Management en organisatie tentamen – periode 1 23 oktober
Week 1 – Ch.1, Ch.2
Management en organisatie – evolutie en groei
Organisaties = groepen mensen die samenwerken om taken en middelen
te coördineren om tot een bepaald doel te komen.
Er zijn verschillende organisatiekenmerken:
Coördineren van hulpbronnen
Mensen die in controle zijn
Gezamenlijk doel
Collectieve actie
Voldoen aan een vraag
Taakverdeling
Organisaties worden meestal geleid door een eigenaar/ondernemer, maar
daar komt verandering in wanneer organisaties toenemen in complexiteit
en omvang. Het eigendom wordt versnipperd in aandelen en er worden
specialistische vaardigheden vereist. Dit is het punt waar managers hun
intrede doen.
Volgens Fayol is management een taak; volgens Mintzberg is management
een rol/activiteit.
Management = het plannen, organiseren, leiden en controleren van
menselijke en andere middelen om organisatiedoelen efficiënt en effectief
te bereiken.
Manager = iemand die dingen gedaan krijgt met behulp van mensen en
andere hulpmiddelen (resources).
De vier essentiële managementtaken volgens Fayol:
1. Plannen = de missie, visie en doelstellingen van een organisatie
bepalen, de strategie formuleren, scenario’s ontwikkelen, SWOT-
analyses opstellen etc.
2. Organiseren = taken groeperen in functies, bevoegdheden verdelen
etc.
3. Leiden/coördineren = werknemers motiveren/stimuleren en gebruik
maken van macht, overtuigingskracht en
communicatievaardigheden om te coördineren.

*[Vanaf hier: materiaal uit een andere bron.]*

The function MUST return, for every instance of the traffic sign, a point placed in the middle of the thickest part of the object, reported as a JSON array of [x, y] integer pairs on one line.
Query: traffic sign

4. Controleren = toezicht houden op de prestaties van individuen,
afdelingen en de organisatie als geheel, corrigerende maatregelen
nemen etc.
De managementrollen/activiteiten volgens Mintzberg:
Interpersonal roles = rollen die managers op zich nemen om leiding en
toezicht te geven aan zowel werknemers als de gehele organisatie.
Figurehead = symbool staan voor de missie van de organisatie en
wat zij wil bereiken.
Leader = opleiden, adviseren en begeleiden van hoge prestaties van
werknemers.
Liaison = het verbinden en coördineren van de activiteiten van
mensen en groepen zowel binnen als buiten de organisatie.
,Informational roles = rollen gerelateerd aan de taken die nodig zijn om
informatie te verkrijgen en door te geven in het kader van het managen
van de organisatie.
Monitor = prestatie evaluatie; analyseren van informatie uit de
interne en externe omgeving.
Disseminator = informatie overbrengen om de houding en het
gedrag van werknemers te beïnvloeden.
Spokesperson = informatie gebruiken om de manier waarop mensen
op de organisatie reageren positief te beïnvloeden.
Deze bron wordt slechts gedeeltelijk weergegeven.